In Saudi Aramco, billions of dollars of new contracts are being awarded based on technical competency, cost and the value-add they provide. IKTVA is a component of the value-add evaluation process. Supplier IKTVA proposals go through an evaluation, much like a technical evaluation, and is pass or fail.

IKTVA is a supplier driven program that drives localization through a) spend on localized goods and services b) salaries paid to Saudis c) training and development of Saudis d) supplier development r) research & development. It is a metric that is designed to assess the value generated for the local economy of a specific supplier, or a specific industry. In essence, the metric is calculated by aggregating the localization components divided by the revenues generated from Saudi Aramco and then multiplied by 100.

Speaking exclusively to The Business Year, Abdulaziz AbdulKarim, Saudi Aramco’s Vice President for Procurement and Supply Chain Management—essentially the organization responsible for IKTVA’s launch and implementation—explained: “The program was designed to positively change the way Saudi Aramco engages with its suppliers when procuring goods and services, targeting primary goals that will enable a sustainable economy, supply chain, and energy sector.”

The target of reforming Saudi Aramco’s entire supply chain by 2021 is ambitious to say the least. In 2016, Saudi Aramco engaged with its top 100 suppliers to develop industry segment IKTVA baselines and then established individual and industry specific IKTVA targets. The data was independently validated by third-party auditors and will continue to be updated yearly. Saudi Aramco then engaged with their major suppliers to mutually develop realistic action plans to achieve the IKTVA targets.

However, whether these targets are realized within four years or not, the ambition alone creates “enormous potential…for local spending to trickle down to a variety of industries and services,” argues Dr Abdulrahman Al Zamil, Chairman of Zamil Group and one of the loudest proponents of the IKTVA program.

Specifically, Saudi Aramco spends between $17 and $20 billion annually on drilling and oilfield services and equipment, which suggests that if 70% is achieved by 2021, up to $14 billion will be pumped back into the local economy in that year alone.
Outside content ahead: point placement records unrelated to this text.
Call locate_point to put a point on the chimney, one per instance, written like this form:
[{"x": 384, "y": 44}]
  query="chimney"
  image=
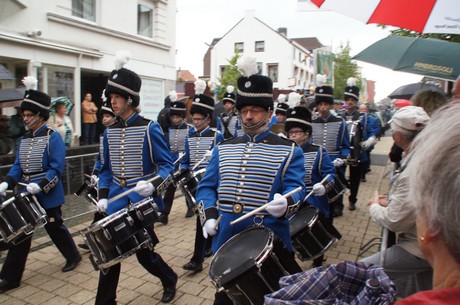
[{"x": 283, "y": 31}]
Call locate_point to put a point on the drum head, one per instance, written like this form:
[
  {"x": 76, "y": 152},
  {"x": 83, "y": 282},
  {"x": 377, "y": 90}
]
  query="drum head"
[
  {"x": 247, "y": 245},
  {"x": 301, "y": 220}
]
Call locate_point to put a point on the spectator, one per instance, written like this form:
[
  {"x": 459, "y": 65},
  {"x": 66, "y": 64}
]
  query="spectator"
[
  {"x": 62, "y": 123},
  {"x": 89, "y": 119},
  {"x": 17, "y": 128}
]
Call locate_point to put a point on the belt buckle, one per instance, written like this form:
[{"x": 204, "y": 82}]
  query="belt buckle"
[{"x": 237, "y": 208}]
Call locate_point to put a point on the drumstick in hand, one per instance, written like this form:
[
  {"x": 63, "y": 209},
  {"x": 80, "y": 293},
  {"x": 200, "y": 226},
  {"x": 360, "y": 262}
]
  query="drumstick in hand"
[{"x": 263, "y": 207}]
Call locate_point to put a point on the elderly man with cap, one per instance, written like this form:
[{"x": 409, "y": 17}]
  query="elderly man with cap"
[
  {"x": 396, "y": 212},
  {"x": 363, "y": 130},
  {"x": 134, "y": 152},
  {"x": 40, "y": 162},
  {"x": 227, "y": 121},
  {"x": 330, "y": 132},
  {"x": 247, "y": 172},
  {"x": 198, "y": 148},
  {"x": 176, "y": 137}
]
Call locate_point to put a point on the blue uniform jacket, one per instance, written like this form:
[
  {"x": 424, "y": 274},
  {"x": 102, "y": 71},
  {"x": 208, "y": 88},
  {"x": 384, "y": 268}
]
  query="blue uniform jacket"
[
  {"x": 250, "y": 171},
  {"x": 40, "y": 158},
  {"x": 133, "y": 150}
]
The feedback from Saudi Aramco’s supply base has been mostly positive. Many of the suppliers have shown their commitment to the program through detailed action and investment plans. Additionally, the company has committed to help facilitate the process by bringing together governmental entities and suppliers to ease the process related to registration, land allocation, and inspection.

The company’s vice president stressed: “We want an increased presence in Saudi Arabia not only to finalize assembly operations, but also to establish and develop their manufacturing supplier base and regionalize research and development (R&D) alongside operations in the Kingdom… We are committed to those companies through our long term agreements.”

However, IKTVA’s biggest test will be its legacy. That is, the ability of such a formula to surpass the boundaries of a single company (albeit one of the biggest in the world), and to extend its reach to the wider economy.

Saudi firms in the industrial and oil and gas sectors have been broadly positive about the concept and feasibility of IKTVA, and many have suggested that the program ought to be used as a model for other local powerhouses, including SABIC, Ma’aden and the government itself. AbdulKarim confirmed that “such discussion and collaboration is ongoing to ultimately adopt a localization program where we think that IKTVA can be the base of the national localization initiative.”